Last year, 60% of security professionals responding to the EY Global Information Security Survey ranked employee carelessness or negligence as a top threat, up from 44% in 2015. And their wariness isn’t misplaced: a 2017 report from Willis Towers Watson found 66% of all cyber insurance claims stemmed from employee negligence or malfeasance, and the FBI reported a staggering $12.5 billion lost in 2018 due to business email compromise alone.

One of the biggest problems is that people are now so comfortable working, communicating and conducting business online, they’ve become overconfident in their immunity to risk.

“Most modern workers think they know how to avoid security threats,” says Dark Reading. “We no longer have an awareness problem: Workers have heard the basics about phishing. We have a false confidence problem. Knowing about security threats is only half the battle. Employees also have to know what actions to take.”
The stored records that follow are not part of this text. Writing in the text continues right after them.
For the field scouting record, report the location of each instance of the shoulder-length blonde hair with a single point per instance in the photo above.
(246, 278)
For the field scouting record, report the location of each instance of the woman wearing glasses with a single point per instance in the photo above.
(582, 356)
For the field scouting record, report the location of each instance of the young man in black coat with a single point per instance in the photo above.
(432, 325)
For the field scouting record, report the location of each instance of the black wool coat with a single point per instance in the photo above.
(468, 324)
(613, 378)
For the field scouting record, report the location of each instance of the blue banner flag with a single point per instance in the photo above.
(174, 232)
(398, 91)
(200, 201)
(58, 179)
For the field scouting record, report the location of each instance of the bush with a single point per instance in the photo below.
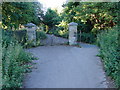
(39, 36)
(87, 37)
(109, 52)
(61, 33)
(14, 60)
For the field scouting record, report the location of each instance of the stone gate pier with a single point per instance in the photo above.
(73, 33)
(31, 33)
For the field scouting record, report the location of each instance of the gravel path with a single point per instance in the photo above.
(66, 67)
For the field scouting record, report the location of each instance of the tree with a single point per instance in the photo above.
(51, 18)
(97, 15)
(16, 13)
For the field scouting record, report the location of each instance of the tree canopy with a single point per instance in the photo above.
(16, 13)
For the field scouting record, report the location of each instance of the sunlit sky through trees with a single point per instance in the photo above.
(53, 4)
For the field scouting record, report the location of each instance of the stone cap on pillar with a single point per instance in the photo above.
(72, 24)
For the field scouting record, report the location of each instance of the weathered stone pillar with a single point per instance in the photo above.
(31, 33)
(73, 33)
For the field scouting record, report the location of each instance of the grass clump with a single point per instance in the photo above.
(108, 41)
(14, 62)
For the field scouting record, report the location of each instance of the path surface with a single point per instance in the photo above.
(53, 40)
(66, 67)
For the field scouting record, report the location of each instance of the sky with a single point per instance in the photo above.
(52, 4)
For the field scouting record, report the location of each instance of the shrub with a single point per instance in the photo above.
(61, 33)
(39, 36)
(109, 52)
(87, 37)
(14, 62)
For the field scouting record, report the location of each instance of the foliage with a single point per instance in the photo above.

Making sure your employees know what actions to take, and encouraging them or requiring them to do so, is primarily the responsibility of your organization. Here are five steps you can take to build and maintain a culture of true, educated, actionable cybersecurity at your organization:

  1. Conduct regular, relevant, updated training: We’ve all seen the dated training videos about cybersecurity risks … like leaving confidential documents sitting on a fax machine … and we’ve all laughed at them and zoned them out. It’s worth investing in personalized training that takes your organization’s policies, practices and risk factors into account. When employees feel that a trainer or training program really understands company culture and any potential threats, they’re much more likely to pay attention.
  2. Require password updates and security measures: Nobody likes a forced PC restart due to an antivirus software. People really don’t like being forced to choose a new 15-character password with at least one number and one special character every three months. But these measures are extremely important for maintaining protection over your organization’s information. Unique passwords (that aren’t the same as passwords your employees use for banking, shopping and accessing medical records) can help discourage breaches from occurring, and company-wide antivirus software installation and maintenance can help protect you from threats that do manage to break through.
  3. Start from the top:  Corporate cybersecurity cannot be a ‘do as I say, not as I do’ situation. Employees need to see your organization’s leadership following best practices too. When good behavior is modeled for them and they see executives following the same policies they are told to follow, they are more likely to do so.
  4. Remind employees it’s about them too, not just the company: No matter how loyal your people are, the idea of a threat to their personal bank accounts or identifying information will probably encourage action better than if they think only corporate information is at risk. Remind them that because so much of our lives are lived online these days, a breach to their corporate accounts can mean increased risk to their personal accounts.
  5. Invest in a solution to monitor individual security breach risk: On the flipside of that, if an employee’s information is compromised elsewhere on the internet, your organization is more at risk. With Applogie’s data breach discovery feature, you can get alerted when an employee account has been compromised somewhere else online. Then you can prompt that employee to change his or her corporate password immediately, greatly reducing the chance that your own corporate systems are at risk of a breach as well.

We all think we’re smart enough to avoid security threats online, but we all get careless. The right corporate policies and solutions can help your employees shoulder less of the responsibility, and the right educational tactics and behavior modeling will encourage them to be as safe as possible with your organization’s systems and information.